Rob Marshall was determined for the water in The Little Mermaid to seem “photorealistic”.
A live-adaptation of Disney’s 1989 animated classic of the same name, the updated version follows Halle Bailey as Ariel, a mermaid princess who makes a deal with sea witch Ursula (Melissa McCarthy) to trade her voice for human legs.
Reflecting on the painstaking process of reimagining the musical classic, director Marshall noted that he and the visual effects team had to map out each underwater scene in great detail.
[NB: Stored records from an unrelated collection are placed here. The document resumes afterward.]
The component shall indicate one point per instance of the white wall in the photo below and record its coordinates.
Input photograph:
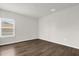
(61, 27)
(26, 27)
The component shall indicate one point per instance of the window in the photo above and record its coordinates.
(7, 27)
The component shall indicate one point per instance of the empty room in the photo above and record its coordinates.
(39, 29)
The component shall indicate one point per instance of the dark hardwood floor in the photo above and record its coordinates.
(37, 47)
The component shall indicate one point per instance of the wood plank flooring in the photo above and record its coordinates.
(37, 47)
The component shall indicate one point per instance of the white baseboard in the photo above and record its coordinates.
(14, 42)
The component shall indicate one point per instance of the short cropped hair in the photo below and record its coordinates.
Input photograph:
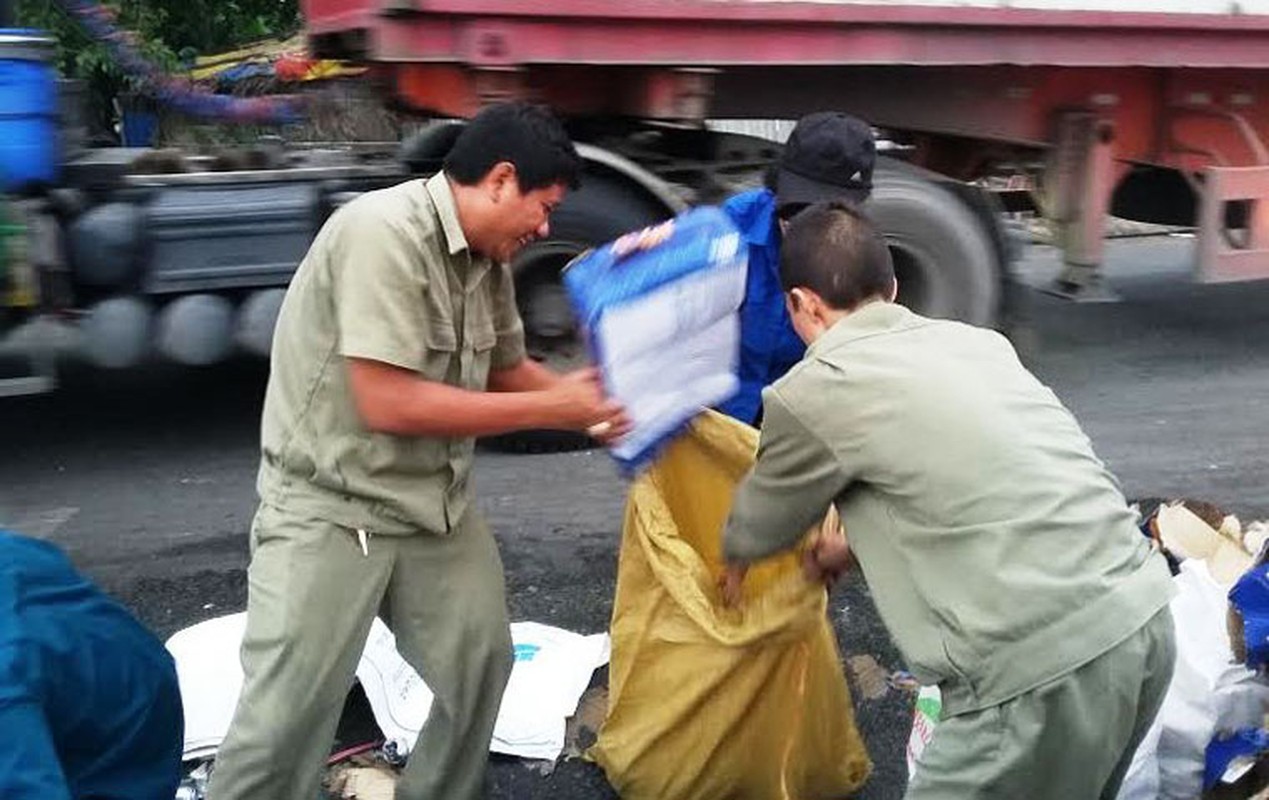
(528, 136)
(835, 252)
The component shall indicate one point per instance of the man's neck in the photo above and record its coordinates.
(465, 206)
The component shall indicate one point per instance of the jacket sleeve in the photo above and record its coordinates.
(788, 490)
(29, 768)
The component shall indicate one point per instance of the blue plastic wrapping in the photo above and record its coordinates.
(663, 325)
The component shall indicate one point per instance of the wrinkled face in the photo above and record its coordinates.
(522, 217)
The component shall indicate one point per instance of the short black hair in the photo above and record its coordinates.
(835, 252)
(526, 135)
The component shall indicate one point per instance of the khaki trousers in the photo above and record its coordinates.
(1069, 739)
(312, 596)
“There are two different worlds in our story: the above world, which is the very real world, and the underwater world, which is our magical world where mermaids exist, crabs sing, and diving birds like Scuttle speak. The underwater world is entirely digital, and above the water, everything is real and constructed in the way a classic period film is,” he explained in a press release. “Even though it’s a magical world that we created, our goal was to not let it look animated in any way. We wanted to reimagine our underwater space in a photorealistic style so that it would come to life in a live-action way. That was really important to us.”
In addition, production designer John Myhre spent countless hours researching and reviewing nautical footage, documentaries, and still images to get the aesthetic of each set just right.
“We didn’t want it to look like a manmade or futuristic kingdom, but to feel like it actually comes from something very real,” he continued. “We wanted to try and keep it as natural as possible, so everything underwater actually comes from the sea.”
The Little Mermaid is now showing in cinemas.